Neonatal Resuscitation Program—What is New?1

Sharad Thora,
VP Goswami,
Manju Biswas
 
Introduction
The Neonatal Resuscitation Program (NRP) was first launched in 1987, as a learning program, the primary goal of which was to ensure that at least one person trained in neonatal resuscitation techniques was present at every hospital birth. As a continued learning process, this chapter brings changes in resuscitation practice and a new education methodology that transform the instructor from a “teacher” to a “learning facilitator”. The changes are both in program instructions and stepwise methodology.
 
Programmatic Changes
Instructor eligibility criteria: This includes physicians (MD, DO), registered nurses, respiratory therapists, and physician's assistants. Professionals who become NRP instructors have to maintain their instructor status through continuous ongoing online examination.

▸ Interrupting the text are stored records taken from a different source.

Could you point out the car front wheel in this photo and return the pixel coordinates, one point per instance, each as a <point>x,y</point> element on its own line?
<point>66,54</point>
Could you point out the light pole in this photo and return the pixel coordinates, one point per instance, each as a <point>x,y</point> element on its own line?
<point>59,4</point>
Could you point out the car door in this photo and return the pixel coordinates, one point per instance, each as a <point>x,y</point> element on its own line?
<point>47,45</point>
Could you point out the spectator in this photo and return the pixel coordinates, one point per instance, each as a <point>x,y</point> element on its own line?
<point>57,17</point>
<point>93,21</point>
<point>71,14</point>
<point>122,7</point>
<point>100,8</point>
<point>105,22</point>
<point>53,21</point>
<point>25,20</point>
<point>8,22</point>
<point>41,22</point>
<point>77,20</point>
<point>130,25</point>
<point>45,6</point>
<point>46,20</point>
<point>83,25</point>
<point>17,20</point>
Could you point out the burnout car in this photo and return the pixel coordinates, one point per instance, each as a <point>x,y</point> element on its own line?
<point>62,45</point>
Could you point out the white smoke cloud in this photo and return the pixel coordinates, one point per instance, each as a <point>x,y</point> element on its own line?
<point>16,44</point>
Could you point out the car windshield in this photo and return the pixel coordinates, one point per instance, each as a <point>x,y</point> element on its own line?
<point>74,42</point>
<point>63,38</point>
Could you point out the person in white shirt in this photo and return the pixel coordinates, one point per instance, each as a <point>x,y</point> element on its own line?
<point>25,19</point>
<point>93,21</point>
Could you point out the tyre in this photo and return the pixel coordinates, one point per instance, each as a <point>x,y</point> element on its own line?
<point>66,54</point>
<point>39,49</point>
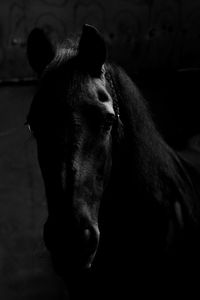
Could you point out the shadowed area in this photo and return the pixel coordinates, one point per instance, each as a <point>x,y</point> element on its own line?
<point>25,265</point>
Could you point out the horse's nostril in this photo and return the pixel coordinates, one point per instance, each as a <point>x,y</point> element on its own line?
<point>91,239</point>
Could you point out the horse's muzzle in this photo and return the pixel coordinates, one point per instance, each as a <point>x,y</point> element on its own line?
<point>71,249</point>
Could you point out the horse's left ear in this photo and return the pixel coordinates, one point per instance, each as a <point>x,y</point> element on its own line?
<point>92,50</point>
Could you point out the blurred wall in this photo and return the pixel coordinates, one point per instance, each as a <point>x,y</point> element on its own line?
<point>141,34</point>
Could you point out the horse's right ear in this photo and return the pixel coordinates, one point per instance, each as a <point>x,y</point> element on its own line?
<point>40,51</point>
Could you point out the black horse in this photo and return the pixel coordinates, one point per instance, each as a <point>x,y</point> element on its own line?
<point>123,206</point>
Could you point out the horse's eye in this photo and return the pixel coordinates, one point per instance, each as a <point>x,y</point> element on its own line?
<point>108,121</point>
<point>102,96</point>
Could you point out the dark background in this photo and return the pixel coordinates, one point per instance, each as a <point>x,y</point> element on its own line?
<point>157,43</point>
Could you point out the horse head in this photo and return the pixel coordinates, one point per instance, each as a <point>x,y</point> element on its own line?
<point>73,117</point>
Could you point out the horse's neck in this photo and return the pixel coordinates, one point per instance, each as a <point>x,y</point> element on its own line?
<point>148,171</point>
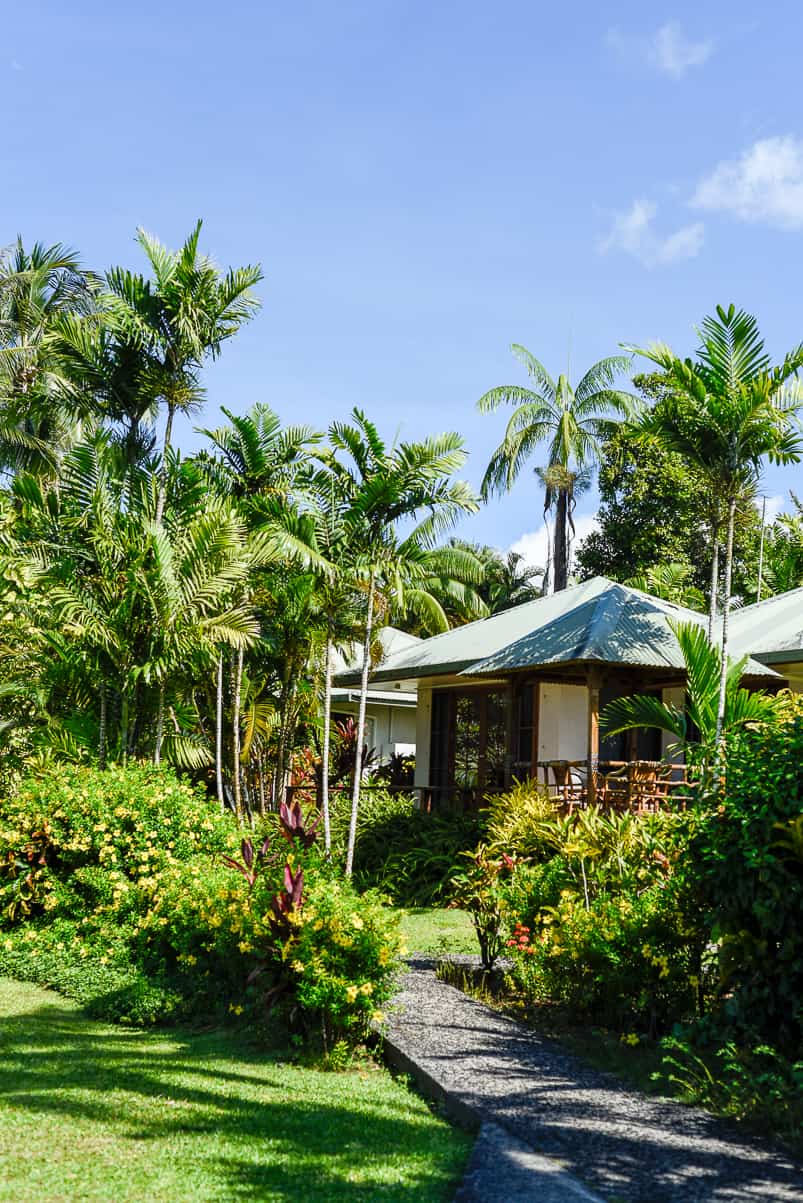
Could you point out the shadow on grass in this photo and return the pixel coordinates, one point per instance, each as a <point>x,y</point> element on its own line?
<point>251,1123</point>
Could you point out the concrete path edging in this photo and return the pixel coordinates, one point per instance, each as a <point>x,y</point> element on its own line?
<point>550,1123</point>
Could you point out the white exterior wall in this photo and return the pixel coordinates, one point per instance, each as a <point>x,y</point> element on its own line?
<point>389,729</point>
<point>562,722</point>
<point>423,732</point>
<point>673,697</point>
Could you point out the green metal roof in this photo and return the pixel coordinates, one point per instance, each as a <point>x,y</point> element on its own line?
<point>595,622</point>
<point>619,626</point>
<point>772,629</point>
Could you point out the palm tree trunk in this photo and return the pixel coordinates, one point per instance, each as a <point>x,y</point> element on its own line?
<point>163,470</point>
<point>260,764</point>
<point>235,736</point>
<point>726,616</point>
<point>218,734</point>
<point>160,724</point>
<point>360,728</point>
<point>715,580</point>
<point>325,752</point>
<point>561,525</point>
<point>101,728</point>
<point>124,728</point>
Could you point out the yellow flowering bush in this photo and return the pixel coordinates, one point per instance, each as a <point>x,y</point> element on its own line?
<point>627,961</point>
<point>343,955</point>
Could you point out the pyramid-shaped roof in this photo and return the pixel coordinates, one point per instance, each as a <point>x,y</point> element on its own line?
<point>595,622</point>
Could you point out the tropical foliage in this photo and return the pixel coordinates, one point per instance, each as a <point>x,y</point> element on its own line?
<point>571,422</point>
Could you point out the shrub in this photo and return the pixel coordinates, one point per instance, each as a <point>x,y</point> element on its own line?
<point>343,954</point>
<point>76,839</point>
<point>141,907</point>
<point>753,1083</point>
<point>478,889</point>
<point>747,863</point>
<point>626,961</point>
<point>401,851</point>
<point>514,821</point>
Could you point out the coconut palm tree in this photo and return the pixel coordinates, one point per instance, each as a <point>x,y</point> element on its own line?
<point>672,582</point>
<point>726,413</point>
<point>570,421</point>
<point>697,726</point>
<point>40,419</point>
<point>181,318</point>
<point>405,483</point>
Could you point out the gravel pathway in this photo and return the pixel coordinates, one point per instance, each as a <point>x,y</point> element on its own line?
<point>623,1144</point>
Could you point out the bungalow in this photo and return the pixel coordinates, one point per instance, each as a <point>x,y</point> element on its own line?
<point>520,693</point>
<point>390,712</point>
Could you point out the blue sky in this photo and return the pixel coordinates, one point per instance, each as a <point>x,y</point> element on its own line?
<point>424,184</point>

Each instructor must teach at least two courses in the two years for which their instructor card is valid. Each current NRP instructor must own a personal copy of the NRP Instructor DVD: an interactive tool for facilitation of stimulation-based learning and complete the post-DVD education activity. For more information, visit www.aap.org/nrp and click on the ‘online examination’ option.

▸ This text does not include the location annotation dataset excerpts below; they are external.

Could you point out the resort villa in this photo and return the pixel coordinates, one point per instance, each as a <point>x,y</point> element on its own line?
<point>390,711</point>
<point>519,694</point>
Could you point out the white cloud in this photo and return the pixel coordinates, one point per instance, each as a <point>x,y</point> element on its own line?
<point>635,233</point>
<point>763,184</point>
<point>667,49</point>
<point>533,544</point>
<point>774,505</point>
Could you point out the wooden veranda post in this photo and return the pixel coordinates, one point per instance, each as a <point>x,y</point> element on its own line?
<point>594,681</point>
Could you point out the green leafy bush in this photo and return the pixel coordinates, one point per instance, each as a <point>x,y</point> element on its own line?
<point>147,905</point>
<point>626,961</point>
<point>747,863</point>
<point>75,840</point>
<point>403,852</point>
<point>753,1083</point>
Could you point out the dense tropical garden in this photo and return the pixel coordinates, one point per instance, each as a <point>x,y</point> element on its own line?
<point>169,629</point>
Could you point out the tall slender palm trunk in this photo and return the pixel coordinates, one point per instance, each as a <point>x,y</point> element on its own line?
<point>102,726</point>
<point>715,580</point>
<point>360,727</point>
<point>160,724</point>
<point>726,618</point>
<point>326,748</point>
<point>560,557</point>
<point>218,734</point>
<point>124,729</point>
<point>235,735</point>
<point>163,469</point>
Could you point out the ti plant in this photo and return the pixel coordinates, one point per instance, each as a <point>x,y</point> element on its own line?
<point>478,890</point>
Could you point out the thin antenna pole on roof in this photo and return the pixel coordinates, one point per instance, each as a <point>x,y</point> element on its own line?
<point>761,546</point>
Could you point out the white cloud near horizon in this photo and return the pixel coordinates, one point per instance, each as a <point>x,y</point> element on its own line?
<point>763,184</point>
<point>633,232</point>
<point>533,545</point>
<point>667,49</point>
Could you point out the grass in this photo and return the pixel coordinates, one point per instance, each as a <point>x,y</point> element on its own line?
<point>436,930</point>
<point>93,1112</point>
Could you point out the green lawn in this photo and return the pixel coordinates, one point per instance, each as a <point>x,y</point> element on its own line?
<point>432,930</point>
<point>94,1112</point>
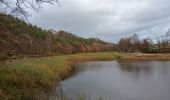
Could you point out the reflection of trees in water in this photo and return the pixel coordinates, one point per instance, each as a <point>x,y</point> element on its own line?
<point>135,69</point>
<point>134,66</point>
<point>58,93</point>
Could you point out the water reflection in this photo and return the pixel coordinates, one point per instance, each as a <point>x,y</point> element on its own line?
<point>115,80</point>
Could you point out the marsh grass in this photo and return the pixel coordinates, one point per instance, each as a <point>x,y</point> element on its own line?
<point>34,78</point>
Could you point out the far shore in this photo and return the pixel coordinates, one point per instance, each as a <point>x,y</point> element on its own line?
<point>32,78</point>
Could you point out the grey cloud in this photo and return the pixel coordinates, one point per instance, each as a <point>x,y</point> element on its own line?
<point>106,19</point>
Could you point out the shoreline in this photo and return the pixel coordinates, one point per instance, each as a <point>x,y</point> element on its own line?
<point>32,78</point>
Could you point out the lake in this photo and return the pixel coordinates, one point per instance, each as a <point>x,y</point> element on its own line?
<point>115,80</point>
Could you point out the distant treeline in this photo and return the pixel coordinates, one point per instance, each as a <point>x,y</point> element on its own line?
<point>20,38</point>
<point>147,45</point>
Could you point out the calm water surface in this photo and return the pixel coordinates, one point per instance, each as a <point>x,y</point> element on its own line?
<point>114,80</point>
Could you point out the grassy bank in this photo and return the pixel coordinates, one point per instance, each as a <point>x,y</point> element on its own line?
<point>144,57</point>
<point>34,78</point>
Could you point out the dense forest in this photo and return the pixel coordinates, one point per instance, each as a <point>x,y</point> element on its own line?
<point>147,45</point>
<point>19,38</point>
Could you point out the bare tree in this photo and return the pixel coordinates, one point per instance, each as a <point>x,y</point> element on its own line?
<point>21,8</point>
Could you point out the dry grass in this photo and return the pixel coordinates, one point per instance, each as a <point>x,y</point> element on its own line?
<point>34,78</point>
<point>140,56</point>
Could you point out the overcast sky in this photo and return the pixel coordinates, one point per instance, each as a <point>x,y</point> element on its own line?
<point>106,19</point>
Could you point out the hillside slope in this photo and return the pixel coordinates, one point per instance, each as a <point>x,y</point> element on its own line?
<point>20,38</point>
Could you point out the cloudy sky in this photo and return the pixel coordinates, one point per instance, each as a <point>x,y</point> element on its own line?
<point>106,19</point>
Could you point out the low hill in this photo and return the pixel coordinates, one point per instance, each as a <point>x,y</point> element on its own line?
<point>20,38</point>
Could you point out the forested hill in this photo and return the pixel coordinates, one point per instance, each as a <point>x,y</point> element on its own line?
<point>21,38</point>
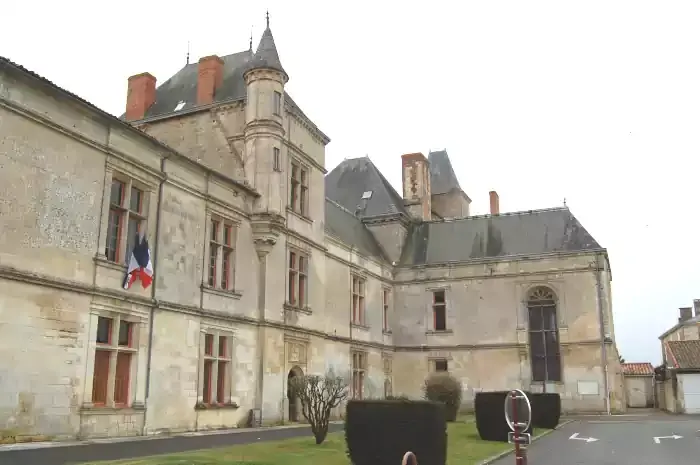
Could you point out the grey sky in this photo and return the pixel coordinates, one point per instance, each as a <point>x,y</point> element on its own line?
<point>596,102</point>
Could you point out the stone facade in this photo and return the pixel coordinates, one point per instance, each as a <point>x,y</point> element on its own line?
<point>294,296</point>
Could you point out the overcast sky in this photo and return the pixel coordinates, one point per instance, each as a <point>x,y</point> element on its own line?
<point>596,102</point>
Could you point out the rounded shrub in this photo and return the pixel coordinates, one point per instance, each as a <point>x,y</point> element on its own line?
<point>446,389</point>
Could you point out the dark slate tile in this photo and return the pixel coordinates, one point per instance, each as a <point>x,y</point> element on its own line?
<point>442,176</point>
<point>352,178</point>
<point>524,233</point>
<point>350,229</point>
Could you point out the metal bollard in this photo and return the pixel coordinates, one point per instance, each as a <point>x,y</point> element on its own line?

Provider course changes: There is no more renewal course, in addition with two new performance checklists. The learner must pass the online examination within 30 days before attending the in-person provider course. Provider course has three essential components: (1) cognitive skills (textbook content); (2) technical skills (hand-on practice and demonstration at skill stations); and (3) teamwork and communication skills (stimulation and debriefing).

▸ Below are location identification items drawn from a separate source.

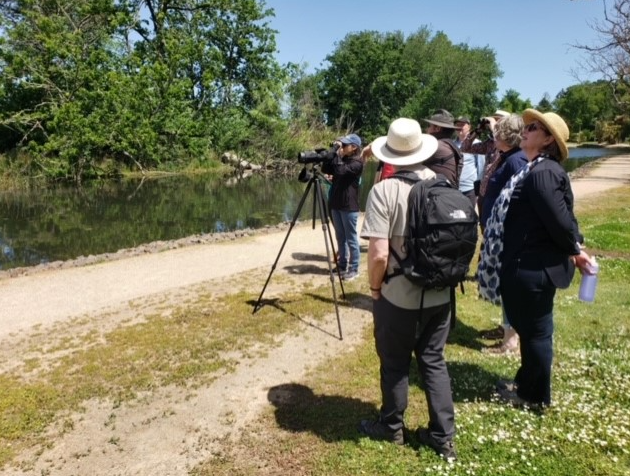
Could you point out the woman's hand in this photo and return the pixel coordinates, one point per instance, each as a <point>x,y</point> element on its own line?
<point>582,262</point>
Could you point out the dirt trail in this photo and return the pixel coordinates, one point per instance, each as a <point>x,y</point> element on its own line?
<point>167,432</point>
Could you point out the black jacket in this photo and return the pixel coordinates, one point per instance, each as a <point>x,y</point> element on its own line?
<point>540,229</point>
<point>344,192</point>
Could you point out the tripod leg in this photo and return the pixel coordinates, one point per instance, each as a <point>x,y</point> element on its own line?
<point>319,196</point>
<point>286,238</point>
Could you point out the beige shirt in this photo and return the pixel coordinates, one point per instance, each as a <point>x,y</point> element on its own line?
<point>386,217</point>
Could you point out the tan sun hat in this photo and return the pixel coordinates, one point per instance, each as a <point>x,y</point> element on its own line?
<point>404,144</point>
<point>499,113</point>
<point>554,124</point>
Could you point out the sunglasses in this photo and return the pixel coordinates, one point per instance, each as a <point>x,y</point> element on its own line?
<point>535,127</point>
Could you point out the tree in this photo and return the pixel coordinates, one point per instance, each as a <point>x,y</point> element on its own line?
<point>374,78</point>
<point>143,82</point>
<point>545,104</point>
<point>611,57</point>
<point>583,106</point>
<point>512,102</point>
<point>367,81</point>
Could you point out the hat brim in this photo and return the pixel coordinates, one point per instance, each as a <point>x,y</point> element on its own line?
<point>384,154</point>
<point>446,125</point>
<point>531,115</point>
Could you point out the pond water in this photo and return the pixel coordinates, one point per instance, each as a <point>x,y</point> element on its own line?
<point>63,223</point>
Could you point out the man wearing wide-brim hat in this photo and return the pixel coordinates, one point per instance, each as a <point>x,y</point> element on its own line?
<point>447,160</point>
<point>404,322</point>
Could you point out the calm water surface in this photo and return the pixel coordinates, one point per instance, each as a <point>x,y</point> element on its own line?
<point>63,223</point>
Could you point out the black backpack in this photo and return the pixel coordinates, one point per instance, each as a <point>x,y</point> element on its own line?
<point>442,235</point>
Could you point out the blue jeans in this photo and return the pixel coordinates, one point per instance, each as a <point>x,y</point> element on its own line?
<point>348,248</point>
<point>527,295</point>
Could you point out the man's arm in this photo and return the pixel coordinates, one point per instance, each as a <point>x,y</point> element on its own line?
<point>378,253</point>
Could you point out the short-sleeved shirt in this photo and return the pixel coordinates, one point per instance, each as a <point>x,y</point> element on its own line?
<point>386,217</point>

Neonatal resuscitation changes: “Textbook of Neonatal Resuscitation, 6th Edition” focuses on practice recommendations to ensure adequate ventilation while avoiding lung injury, hypoxia and hyperoxia.
No longer “optional” items in the birth setting:
  • Compressed air source
  • Oxygen blender
  • Pulse oximetry
  • Laryngeal mask airway (LMA).
There are two levels of resuscitation care:
  1. Routine care: For vigorous term babies with no maternal risk factor and those who responded to the initial steps, should not be separated from their mothers.
  2. Postresuscitation care: For babies who have depressed breathing or activity and/or require supplemental oxygen, requiring frequent monitoring and evaluation.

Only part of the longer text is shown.